Division of Urology, Department of Surgery, Hospital of University of Pennsylvania, Philadelphia, PA, USA.
Expert Rev Anticancer Ther. 2011 Jun;11(6):893-9. doi: 10.1586/era.11.68.
The treatment of renal cell carcinoma has evolved tremendously over the years. Initially the entire kidney was removed along with the renal tumor despite the size or extent of the mass. Early attempts to remove tumors with a normal surrounding parenchymal margin showed equivalent oncologic results in small renal masses. Attempts to preserve more renal parenchyma in patients with compromised renal function led to the enucleation of renal masses by blunt dissection following the natural plane between the peritumor pseudocapsule and the renal parenchyma. Enucleation of renal tumors has been especially useful for renal preservation in patients with preoperative renal insufficiency, solitary kidneys, multiple renal lesions and hereditary renal cell carcinoma syndromes. Comparable long-term progression and cancer-specific survival has been shown with tumor enucleation and standard partial nephrectomy. However, there has been considerable controversy regarding the safety of renal tumor enucleation due to histopathologic findings of pseudocapsule tumor invasion. Current data suggest that tumor enucleation is a safe alternative for small renal masses that are locally confined on preoperative imaging, easily delineated intraoperatively and do not appear to grossly invade beyond the pseudocapsule.

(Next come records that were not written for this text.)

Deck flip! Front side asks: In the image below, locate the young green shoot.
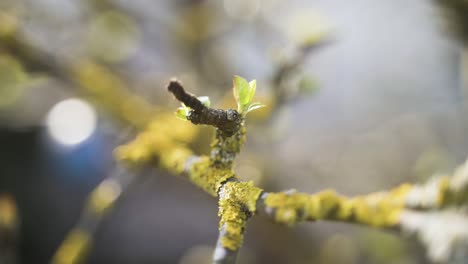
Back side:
[232,75,265,116]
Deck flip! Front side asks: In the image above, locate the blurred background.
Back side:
[0,0,468,264]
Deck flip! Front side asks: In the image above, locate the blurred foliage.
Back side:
[0,53,28,110]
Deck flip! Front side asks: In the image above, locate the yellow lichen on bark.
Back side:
[265,184,411,227]
[189,157,235,196]
[218,181,263,251]
[52,230,91,264]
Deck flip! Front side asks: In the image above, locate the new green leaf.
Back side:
[197,96,211,107]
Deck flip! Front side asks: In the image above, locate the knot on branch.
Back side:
[167,79,243,137]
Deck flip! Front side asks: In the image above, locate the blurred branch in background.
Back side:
[0,194,20,264]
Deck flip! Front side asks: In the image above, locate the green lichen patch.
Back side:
[189,157,235,196]
[218,181,262,251]
[211,124,246,168]
[265,185,411,227]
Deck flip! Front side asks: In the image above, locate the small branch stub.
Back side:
[167,79,242,137]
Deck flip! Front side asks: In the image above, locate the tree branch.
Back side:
[167,79,243,137]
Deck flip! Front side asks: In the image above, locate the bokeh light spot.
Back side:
[46,98,96,145]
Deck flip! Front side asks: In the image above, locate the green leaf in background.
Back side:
[197,96,211,107]
[246,80,257,105]
[246,103,265,113]
[233,75,250,109]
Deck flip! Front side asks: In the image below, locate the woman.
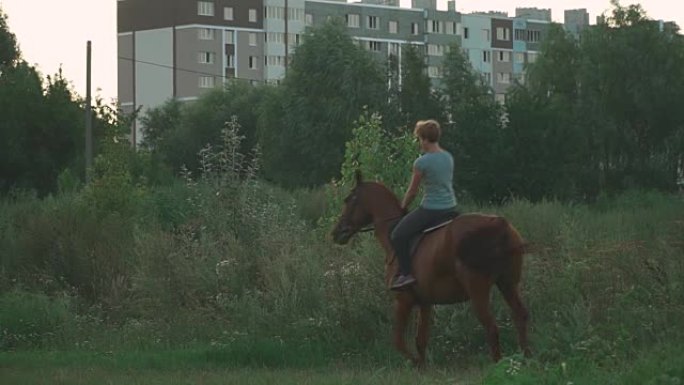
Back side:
[391,120,456,290]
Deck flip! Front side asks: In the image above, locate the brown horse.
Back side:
[332,173,530,366]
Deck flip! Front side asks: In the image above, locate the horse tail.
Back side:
[456,217,526,279]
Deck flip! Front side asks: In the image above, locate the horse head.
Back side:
[332,170,373,245]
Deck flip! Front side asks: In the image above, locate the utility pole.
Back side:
[285,0,290,75]
[85,40,93,183]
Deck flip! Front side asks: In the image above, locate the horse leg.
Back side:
[416,305,432,367]
[497,281,532,357]
[394,297,416,364]
[469,277,501,362]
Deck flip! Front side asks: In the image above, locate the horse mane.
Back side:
[361,182,401,209]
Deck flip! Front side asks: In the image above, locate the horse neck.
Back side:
[369,184,402,258]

多年来,肾细胞癌的治疗方法有了很大的发展。最初,整个肾脏连同肾肿瘤一起被切除,无论肿瘤的大小或范围如何。早期尝试在正常周围实质边缘切除肿瘤,在小的肾肿瘤中显示出等效的肿瘤学结果。为了在肾功能受损的患者中保留更多的肾实质,尝试通过钝性解剖沿着肿瘤假包膜和肾实质之间的自然平面切除肾肿瘤。对于术前肾功能不全、单肾、多发肾病变和遗传性肾细胞癌综合征的患者,肾肿瘤剜除术特别有助于肾保留。肿瘤剜除术和标准部分肾切除术显示出可比的长期进展和癌症特异性生存。然而,由于假包膜肿瘤侵犯的组织病理学发现,肾肿瘤剜除术的安全性存在相当大的争议。目前的数据表明,肿瘤剜除术是一种安全的替代方法,适用于术前影像学显示局部局限、术中易于描绘且似乎不会明显侵犯假包膜的小肾肿瘤。